Volodymyr Zelenskyy is the first Jewish President of Ukraine. He is a former actor and comedian. Another puppet on the scene with a lot of neo-Nazis hiding behind the scenes. A trick to make people blindsided.

Zelenskyy is a populist. He has also positioned himself as an anti-establishment, and anti-corruption figure. He became a President in 2019, promised to end Ukraine`s protracted conflict with Russia as part of his presidential campaign, and attempted to engage in dialogue with Russian President Vladimir Putin.

The US government has alluded to intelligence indicating that the Kremlin is preparing lists of Ukrainians to be killed or put in camps. The alleged lists include journalists.

So, what Putin is talking about is what NATO and the West don`t want to talk about; Azov Battalion, which is a group of a neo-Nazi unit of the National Guard of Ukraine. Azov initially formed as a volunteer militia on 5 May 2014 during the Odessa clashes. On 12 November 2014, Azov was incorporated into the National Guard of Ukraine, and since then all members are contract soldiers serving in the National Guard of Ukraine.

According to The Daily Telegraph, the Azov Battalion`s extremist politics and professional English social media pages have attracted foreign fighters, including people from Brazil, Italy, the United Kingdom, France, the United States, Greece, Scandinavia, Spain, Slovakia, Czech Republic, and Russia.

About 50 Russian nationals are members of the Azov regiment. The group has used Facebook to recruit far-right individuals from other countries within Europe.

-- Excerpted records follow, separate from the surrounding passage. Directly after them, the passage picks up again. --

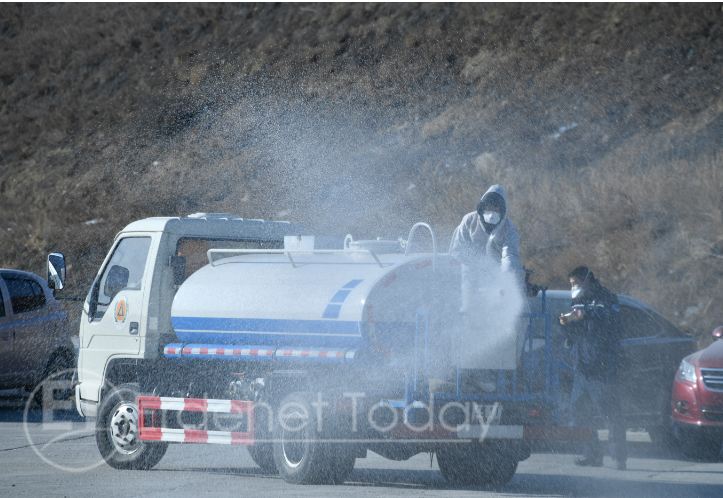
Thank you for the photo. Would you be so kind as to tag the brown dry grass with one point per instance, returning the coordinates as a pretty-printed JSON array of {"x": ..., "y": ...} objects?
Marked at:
[{"x": 368, "y": 117}]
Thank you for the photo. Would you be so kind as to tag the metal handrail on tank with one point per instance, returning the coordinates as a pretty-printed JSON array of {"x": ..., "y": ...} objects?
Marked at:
[
  {"x": 289, "y": 254},
  {"x": 412, "y": 231}
]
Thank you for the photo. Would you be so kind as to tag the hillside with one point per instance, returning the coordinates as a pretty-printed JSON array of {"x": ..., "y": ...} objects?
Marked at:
[{"x": 603, "y": 121}]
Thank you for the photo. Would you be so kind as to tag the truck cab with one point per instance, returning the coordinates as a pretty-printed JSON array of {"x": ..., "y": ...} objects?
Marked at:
[{"x": 128, "y": 308}]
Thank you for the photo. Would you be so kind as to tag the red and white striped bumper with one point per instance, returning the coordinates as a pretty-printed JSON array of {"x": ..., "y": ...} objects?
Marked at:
[{"x": 156, "y": 404}]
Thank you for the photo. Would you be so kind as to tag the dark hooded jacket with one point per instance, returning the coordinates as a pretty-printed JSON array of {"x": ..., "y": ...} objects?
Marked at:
[{"x": 596, "y": 338}]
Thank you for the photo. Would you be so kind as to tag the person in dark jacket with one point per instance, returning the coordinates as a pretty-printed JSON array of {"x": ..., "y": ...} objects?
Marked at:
[{"x": 594, "y": 331}]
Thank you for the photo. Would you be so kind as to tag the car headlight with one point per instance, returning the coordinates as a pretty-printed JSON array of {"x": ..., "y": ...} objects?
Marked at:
[{"x": 686, "y": 371}]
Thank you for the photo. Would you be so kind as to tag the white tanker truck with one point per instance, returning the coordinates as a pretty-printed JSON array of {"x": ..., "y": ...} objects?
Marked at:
[{"x": 220, "y": 330}]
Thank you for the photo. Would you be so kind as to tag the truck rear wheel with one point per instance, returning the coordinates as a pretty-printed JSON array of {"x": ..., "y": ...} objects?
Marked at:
[
  {"x": 473, "y": 464},
  {"x": 263, "y": 455},
  {"x": 301, "y": 455},
  {"x": 117, "y": 435}
]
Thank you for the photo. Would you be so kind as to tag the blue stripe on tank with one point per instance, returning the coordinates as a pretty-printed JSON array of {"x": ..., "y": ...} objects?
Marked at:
[{"x": 333, "y": 309}]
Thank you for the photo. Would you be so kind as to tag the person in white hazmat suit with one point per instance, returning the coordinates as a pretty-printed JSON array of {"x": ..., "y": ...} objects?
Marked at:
[
  {"x": 486, "y": 232},
  {"x": 486, "y": 243}
]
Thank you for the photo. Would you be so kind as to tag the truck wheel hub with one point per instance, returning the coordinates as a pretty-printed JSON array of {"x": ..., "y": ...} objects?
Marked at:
[{"x": 124, "y": 428}]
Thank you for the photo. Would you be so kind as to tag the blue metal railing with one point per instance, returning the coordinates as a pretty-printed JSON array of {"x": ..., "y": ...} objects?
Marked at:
[{"x": 515, "y": 385}]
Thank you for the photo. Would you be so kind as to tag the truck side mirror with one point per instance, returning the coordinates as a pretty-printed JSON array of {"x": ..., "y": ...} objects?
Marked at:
[
  {"x": 56, "y": 270},
  {"x": 117, "y": 280}
]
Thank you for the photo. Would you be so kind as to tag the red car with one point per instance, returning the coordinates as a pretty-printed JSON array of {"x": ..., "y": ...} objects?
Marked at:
[{"x": 697, "y": 400}]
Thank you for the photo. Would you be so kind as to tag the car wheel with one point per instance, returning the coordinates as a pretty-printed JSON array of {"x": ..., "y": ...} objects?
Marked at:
[{"x": 116, "y": 433}]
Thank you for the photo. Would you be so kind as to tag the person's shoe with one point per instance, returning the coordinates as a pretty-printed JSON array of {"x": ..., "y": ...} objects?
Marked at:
[{"x": 588, "y": 461}]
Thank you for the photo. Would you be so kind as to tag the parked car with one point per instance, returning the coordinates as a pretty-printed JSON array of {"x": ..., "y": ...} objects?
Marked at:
[
  {"x": 697, "y": 401},
  {"x": 35, "y": 336},
  {"x": 653, "y": 348}
]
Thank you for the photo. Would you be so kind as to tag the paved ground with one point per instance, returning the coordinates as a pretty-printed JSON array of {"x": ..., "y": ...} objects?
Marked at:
[{"x": 191, "y": 470}]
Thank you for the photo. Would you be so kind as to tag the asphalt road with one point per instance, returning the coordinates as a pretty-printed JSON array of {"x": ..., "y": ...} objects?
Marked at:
[{"x": 63, "y": 461}]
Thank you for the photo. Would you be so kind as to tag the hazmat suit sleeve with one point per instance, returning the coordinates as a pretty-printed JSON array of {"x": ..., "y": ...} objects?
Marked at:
[
  {"x": 462, "y": 246},
  {"x": 510, "y": 254}
]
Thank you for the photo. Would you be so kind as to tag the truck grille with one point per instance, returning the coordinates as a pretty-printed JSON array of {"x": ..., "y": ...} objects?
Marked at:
[{"x": 712, "y": 378}]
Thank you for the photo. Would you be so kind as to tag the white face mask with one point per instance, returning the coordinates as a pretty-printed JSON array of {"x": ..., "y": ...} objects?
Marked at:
[{"x": 491, "y": 217}]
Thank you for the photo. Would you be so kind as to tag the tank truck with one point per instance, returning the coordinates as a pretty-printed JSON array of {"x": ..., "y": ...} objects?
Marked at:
[{"x": 213, "y": 329}]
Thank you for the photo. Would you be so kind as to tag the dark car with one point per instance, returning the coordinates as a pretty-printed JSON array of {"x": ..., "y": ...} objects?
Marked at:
[
  {"x": 653, "y": 348},
  {"x": 35, "y": 336},
  {"x": 697, "y": 400}
]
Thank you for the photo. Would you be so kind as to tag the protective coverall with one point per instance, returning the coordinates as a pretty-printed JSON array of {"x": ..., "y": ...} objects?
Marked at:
[{"x": 474, "y": 240}]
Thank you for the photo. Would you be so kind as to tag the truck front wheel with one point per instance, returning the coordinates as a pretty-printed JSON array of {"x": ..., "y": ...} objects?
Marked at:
[
  {"x": 473, "y": 464},
  {"x": 117, "y": 434}
]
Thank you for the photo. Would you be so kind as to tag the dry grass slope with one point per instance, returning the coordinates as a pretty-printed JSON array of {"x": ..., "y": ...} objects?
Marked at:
[{"x": 604, "y": 122}]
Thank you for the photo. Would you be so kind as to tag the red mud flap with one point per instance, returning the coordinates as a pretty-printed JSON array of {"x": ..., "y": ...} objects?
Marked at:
[{"x": 150, "y": 407}]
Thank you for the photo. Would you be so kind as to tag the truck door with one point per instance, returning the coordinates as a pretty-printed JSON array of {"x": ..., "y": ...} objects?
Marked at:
[
  {"x": 114, "y": 310},
  {"x": 6, "y": 337}
]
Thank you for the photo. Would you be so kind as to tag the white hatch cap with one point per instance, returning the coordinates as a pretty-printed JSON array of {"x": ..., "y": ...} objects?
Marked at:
[{"x": 299, "y": 243}]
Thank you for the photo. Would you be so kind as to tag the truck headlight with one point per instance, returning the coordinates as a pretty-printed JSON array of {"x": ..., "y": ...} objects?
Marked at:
[{"x": 686, "y": 371}]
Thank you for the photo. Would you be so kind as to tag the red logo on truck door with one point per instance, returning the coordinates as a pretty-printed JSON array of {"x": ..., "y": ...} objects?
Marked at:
[{"x": 121, "y": 310}]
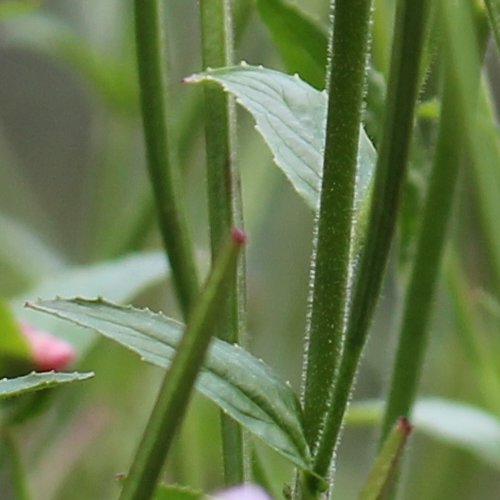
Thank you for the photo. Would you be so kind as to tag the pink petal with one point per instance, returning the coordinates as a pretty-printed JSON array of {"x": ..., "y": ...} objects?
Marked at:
[{"x": 49, "y": 352}]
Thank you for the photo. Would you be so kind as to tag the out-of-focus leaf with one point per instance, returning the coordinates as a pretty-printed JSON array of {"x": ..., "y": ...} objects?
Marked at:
[
  {"x": 302, "y": 43},
  {"x": 493, "y": 8},
  {"x": 14, "y": 349},
  {"x": 175, "y": 492},
  {"x": 112, "y": 78},
  {"x": 120, "y": 280},
  {"x": 37, "y": 381},
  {"x": 385, "y": 464},
  {"x": 243, "y": 386},
  {"x": 14, "y": 8},
  {"x": 24, "y": 253},
  {"x": 459, "y": 424},
  {"x": 290, "y": 116}
]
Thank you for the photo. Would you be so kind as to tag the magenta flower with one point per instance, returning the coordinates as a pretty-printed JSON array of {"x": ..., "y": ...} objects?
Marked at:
[
  {"x": 243, "y": 492},
  {"x": 49, "y": 352}
]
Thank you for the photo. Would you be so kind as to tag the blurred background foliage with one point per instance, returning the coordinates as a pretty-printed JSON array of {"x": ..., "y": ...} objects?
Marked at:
[{"x": 74, "y": 191}]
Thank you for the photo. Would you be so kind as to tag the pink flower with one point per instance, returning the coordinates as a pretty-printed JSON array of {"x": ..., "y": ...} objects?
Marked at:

In 2019, under Facebook`s Dangerous Individuals and Organizations policy, support for the group was not allowed, although this was temporarily relaxed during the 2022 Russian invasion of Ukraine.

Reports published by the Office of the United Nations High Commissioner for Human Rights (OHCHR) have connected the Azov Battalion to war crimes such as mass looting, unlawful detention, and torture.

An OHCHR report from March 2016 stated that the organization had «collected detailed information about the conduct of hostilities by Ukrainian armed forces and the Azov regiment in and around Shyrockyne from the summer of 2014 to date.

Mass looting of civilians’ homes was documented, as well as targeting of civilian areas between September 2014 and February 2015.

MSM doesn`t talk about this. What they talk about is people supporting Ukraine and that some people are moving to Ukraine to join the Nazi forces. We also see that many countries like Germany are supporting Ukraine with weapons.

This war is also a war against the European globalists.

The U.K is out of the EU with a Brexit slam dunk, and PM Boris Johnson is building back better. Biden is also building back better, but what happens if the U.S is pulling out as a leader from the West? If so, and Europe is building its own weapon arsenal, then this world will become even more dangerous, and Europe will be changed forever.